A yoroi-doshi tanto [armour-piercing dagger]

Signed Kiku mon [chrysanthemum crest] and Omi no kami Minamoto Hisamichi

Edo period, 17th century

 

Sugata [configuration]: hira-zukuri, iori mune, no curvature, thick kasane and relatively wide mihaba

Kitae [forging pattern]: densely packed itame with much ji-nie attached

Hamon [tempering pattern]: generally wide suguha based mixed with gunome

Boshi [tip]: wide suguha suddenly turning into ko-maru with steep and deep turn back

Habaki [collar]: copper-gilt, carved, chased and engraved, single clad

Nakago [tang]: ubu, kengyo, no file markings, one mekugi-ana

In shirasaya [plain wood scabbard] with sayagaki by Tanobe Michihiro

Koshirae [mount]: the associated later 20th century koshirae with a polished black lacquer ground saya, the silver kozuka inlaid in gilt and copper with red-capped cranes beneath pine branches, signed Kimura Sadakatsu, the blade inscribed, copper-gilt menuki in form of further cranes, the Nara school fuchi-kashira probably associated with further cranes among pine, signed Toshinaga and kao [cursive monogram], the circular iron tsuba pierced with stylised foliage and rounded rim (late 18th – early 19th century), unsigned

Nagasa [length from kissaki to machi]: 28.8 cm., 11⅜ in.
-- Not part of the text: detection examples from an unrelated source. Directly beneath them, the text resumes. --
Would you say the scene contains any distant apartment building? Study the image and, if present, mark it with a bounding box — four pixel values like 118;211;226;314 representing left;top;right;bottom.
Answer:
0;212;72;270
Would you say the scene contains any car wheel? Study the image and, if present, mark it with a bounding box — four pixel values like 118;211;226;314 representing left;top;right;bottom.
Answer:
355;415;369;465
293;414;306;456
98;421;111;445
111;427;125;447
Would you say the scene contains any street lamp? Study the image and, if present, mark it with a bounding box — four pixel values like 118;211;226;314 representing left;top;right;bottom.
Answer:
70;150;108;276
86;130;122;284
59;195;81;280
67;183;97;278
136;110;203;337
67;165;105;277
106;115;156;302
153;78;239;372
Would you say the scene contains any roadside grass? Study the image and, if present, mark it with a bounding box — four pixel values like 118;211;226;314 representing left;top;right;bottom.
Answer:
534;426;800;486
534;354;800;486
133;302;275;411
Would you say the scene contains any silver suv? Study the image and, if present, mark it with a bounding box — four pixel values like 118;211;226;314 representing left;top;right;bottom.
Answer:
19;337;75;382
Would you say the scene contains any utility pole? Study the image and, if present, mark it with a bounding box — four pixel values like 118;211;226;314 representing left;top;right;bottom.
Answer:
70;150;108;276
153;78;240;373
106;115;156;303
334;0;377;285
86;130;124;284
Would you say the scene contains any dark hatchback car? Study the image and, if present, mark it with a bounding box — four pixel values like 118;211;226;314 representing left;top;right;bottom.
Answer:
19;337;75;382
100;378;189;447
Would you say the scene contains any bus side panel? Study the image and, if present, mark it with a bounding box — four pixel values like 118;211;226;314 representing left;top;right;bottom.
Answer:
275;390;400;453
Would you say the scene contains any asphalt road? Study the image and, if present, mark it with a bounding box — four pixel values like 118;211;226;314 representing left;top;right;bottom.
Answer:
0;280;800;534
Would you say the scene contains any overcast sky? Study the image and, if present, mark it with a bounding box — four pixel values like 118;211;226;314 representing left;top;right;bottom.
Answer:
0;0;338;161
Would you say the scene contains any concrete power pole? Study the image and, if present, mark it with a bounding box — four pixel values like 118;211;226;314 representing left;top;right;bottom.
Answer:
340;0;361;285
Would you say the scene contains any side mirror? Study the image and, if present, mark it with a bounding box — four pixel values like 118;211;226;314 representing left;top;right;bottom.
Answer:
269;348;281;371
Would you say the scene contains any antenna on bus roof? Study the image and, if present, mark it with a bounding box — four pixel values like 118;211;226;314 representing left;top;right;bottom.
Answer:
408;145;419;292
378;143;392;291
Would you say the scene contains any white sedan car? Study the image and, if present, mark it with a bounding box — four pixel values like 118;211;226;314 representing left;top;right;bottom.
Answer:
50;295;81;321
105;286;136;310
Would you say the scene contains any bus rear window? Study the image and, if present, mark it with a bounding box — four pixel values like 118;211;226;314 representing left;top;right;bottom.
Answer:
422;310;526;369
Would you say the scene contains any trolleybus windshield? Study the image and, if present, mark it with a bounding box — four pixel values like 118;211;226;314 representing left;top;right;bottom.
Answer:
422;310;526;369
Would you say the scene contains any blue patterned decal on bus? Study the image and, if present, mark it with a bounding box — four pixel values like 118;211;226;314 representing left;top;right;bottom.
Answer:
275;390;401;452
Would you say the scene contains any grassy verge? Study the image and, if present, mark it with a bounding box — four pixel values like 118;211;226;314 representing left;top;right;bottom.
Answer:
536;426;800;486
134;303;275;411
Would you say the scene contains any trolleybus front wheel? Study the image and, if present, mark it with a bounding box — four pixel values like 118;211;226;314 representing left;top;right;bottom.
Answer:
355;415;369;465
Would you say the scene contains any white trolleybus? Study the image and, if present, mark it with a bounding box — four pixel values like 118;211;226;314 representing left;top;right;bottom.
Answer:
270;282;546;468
Moto-haba [width at the machi]: 3 cm., 1⅛ in.

 

Accompanied by a certificate of registration as Tokubetsu Hozon Token [Sword Especially Worthy of Preservation], no. 140742 issued by the Nihon Bijutsu Token Hozon Kyokai [Society for the Preservation of the Japanese Art Sword], dated Heisei 7 (1995). 

Art of the Samurai: The Paul L. Davidson Collection (New York, 2023), p. 52.